2022 Indian Telugu- language film by Santo

Stand Up Rahul is a 2022 Indian Telugu-language coming of age romantic comedy film directed by debutant Santo.The film is produced jointly by Nandkumar Abbineni and Bharath Maguluri. The film stars Raj Tarun and Varsha Bollamma. The music is composed by Sweekar Agasthi. The film was released on 18 March 2022 coinciding with Holi festival.

== Production ==
Stand up Rahul began filming after the extended lockdown in 2020.

== Reception ==
Neeshita Nyayapati of The Times of India gave the film a rating of 2.5/5 and wrote "Stand Up Rahul is the kind of film you want to watch over a large tub of popcorn and while it might be flawed, it also works in bits and pieces.

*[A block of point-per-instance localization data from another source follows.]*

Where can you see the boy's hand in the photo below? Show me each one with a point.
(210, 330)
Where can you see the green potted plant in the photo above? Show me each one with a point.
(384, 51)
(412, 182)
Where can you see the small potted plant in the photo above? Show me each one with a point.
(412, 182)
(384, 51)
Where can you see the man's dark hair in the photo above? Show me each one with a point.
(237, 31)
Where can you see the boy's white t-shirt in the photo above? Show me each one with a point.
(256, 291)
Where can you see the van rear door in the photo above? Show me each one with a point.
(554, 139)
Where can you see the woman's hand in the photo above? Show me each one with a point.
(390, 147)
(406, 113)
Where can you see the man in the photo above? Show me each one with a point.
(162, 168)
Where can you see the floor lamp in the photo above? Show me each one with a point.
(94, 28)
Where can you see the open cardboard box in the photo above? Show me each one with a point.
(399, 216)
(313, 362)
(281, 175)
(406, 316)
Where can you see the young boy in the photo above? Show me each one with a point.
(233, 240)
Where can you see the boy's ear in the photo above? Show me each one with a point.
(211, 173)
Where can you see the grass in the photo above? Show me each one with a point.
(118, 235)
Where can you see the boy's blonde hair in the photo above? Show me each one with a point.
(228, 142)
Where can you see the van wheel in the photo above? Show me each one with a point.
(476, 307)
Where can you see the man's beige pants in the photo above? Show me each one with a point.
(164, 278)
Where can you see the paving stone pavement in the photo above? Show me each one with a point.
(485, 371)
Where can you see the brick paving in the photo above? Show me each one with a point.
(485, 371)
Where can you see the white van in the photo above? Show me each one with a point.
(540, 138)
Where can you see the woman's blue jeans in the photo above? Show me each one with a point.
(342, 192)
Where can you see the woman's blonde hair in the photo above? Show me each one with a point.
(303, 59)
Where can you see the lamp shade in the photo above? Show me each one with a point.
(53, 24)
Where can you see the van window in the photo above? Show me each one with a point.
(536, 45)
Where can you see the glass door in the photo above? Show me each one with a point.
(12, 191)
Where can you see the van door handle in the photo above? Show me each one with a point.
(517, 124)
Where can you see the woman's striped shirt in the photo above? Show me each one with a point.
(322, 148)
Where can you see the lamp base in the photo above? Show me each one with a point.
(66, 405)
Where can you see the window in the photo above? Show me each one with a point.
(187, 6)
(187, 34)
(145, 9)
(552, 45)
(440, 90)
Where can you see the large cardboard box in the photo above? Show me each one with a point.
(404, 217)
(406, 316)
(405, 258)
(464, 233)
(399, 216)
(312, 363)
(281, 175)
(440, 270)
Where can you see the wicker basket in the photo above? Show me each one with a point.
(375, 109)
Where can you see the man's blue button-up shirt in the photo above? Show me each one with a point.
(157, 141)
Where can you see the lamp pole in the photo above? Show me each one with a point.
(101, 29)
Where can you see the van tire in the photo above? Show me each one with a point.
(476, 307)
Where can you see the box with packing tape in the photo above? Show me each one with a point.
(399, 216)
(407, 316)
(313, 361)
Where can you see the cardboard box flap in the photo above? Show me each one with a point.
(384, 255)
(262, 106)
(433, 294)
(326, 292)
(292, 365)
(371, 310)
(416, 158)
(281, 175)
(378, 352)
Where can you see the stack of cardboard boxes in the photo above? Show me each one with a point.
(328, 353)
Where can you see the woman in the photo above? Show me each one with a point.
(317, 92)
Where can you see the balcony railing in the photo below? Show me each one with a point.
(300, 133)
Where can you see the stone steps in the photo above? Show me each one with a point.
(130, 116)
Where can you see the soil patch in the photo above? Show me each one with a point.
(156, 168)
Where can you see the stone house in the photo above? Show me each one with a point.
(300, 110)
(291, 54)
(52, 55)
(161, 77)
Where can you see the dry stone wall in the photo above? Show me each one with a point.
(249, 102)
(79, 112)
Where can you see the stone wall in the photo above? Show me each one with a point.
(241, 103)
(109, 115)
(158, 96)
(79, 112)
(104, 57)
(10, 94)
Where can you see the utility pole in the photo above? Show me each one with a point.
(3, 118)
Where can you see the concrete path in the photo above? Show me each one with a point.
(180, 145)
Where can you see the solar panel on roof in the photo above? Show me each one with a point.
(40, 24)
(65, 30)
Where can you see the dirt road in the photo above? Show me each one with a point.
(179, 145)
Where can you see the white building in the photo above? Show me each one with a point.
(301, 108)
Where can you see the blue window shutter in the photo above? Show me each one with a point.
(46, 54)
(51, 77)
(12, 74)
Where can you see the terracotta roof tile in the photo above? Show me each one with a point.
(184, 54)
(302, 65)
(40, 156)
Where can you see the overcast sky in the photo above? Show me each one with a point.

Watch it if breezy rom-coms are your thing". A reviewer from The Hans India gave the film a rating of 2/5 and wrote "As a final note, “Stand Up Rahul is a youthful drama that has a few good moments to enjoy but lack of gripping scene order and abruptly written characterizations make the film a disappointing watch". Sangeetha Devi Dundoo of The Hindu stated "What could have been a refreshing coming-of-age romantic comedy gets marred by clumsy writing".